I am trying to save and load structure arrays in a MAT-file, but the structure array keeps changing every time I reload it. If save the following and reload it, it keeps adding struct in front.

struct.field1
struct.field2

save data.mat struct

struct = load('data.mat');

I know that this is happening because I load the file in a variable which makes it a struct and that it won't if I use only:

load('data.mat')

However I am calling the load command within a function and therefore I cannot use this.
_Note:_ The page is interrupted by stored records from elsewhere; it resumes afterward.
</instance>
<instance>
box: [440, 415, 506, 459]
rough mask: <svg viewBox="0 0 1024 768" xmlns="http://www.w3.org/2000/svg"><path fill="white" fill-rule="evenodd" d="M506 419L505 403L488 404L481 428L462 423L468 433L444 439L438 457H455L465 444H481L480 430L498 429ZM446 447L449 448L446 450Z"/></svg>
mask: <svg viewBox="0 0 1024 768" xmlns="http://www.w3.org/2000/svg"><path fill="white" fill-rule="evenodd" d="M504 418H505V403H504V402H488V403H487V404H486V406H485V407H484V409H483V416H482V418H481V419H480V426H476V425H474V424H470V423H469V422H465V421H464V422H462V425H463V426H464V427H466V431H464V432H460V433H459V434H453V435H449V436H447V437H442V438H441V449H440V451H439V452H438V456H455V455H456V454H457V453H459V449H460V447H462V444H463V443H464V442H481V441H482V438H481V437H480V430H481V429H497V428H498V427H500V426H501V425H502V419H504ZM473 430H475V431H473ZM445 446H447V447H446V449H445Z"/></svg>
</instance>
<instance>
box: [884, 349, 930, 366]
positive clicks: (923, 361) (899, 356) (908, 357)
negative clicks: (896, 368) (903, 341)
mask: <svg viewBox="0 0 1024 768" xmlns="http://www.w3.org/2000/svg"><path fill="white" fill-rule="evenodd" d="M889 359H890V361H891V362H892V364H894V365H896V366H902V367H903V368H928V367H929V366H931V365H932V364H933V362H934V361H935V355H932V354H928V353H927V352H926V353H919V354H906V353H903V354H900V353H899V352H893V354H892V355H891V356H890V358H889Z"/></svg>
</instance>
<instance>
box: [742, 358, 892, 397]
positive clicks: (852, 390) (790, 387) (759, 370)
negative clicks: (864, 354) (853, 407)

Does anyone have an idea how to solve this, so that I don't get:

struct.struct.struct.struct.struct.field1;
struct.struct.struct.struct.struct.field2;

after couple of times reloading the data.mat file, but just this:

struct.field1;
struct.field2;

Kind regards,

Romano

1
You mean that you don't know the name of the variable that will be loaded via the load command? - houtanb
I do know the name, because I saved it myself, but I do not know how to solve not getting struct.struct.struct.struct. etc... - Romano
Then why can't you simply have load('data.mat','structure_name') in the function and return structure_name? Why do you even have to assign it to a variable? - houtanb
Because just simple load('data.mat'); does not work inside a function. But load('data.mat','structure_name'); works. Thank you ;) - Romano
load('data.mat') works inside a function as well, FYI - houtanb

1 Answers

1
votes

To avoid adding deeper nested structs you could choose to save all fields as individual variables using the content option -struct

MystructName.field1 = 0
MystructName.field2 = 1

save('data.mat', '-struct', 'MystructName')

Then load the data to a variable and I'll see that the structure hasn't changed

MyStructName = load('data.mat')
MyStructName = 
    field1: 0
    field2: 1

Ps. Perhaps this is only in your example, but naming your struct to struct is bad since it overwrites the Matlab built-in function named struct.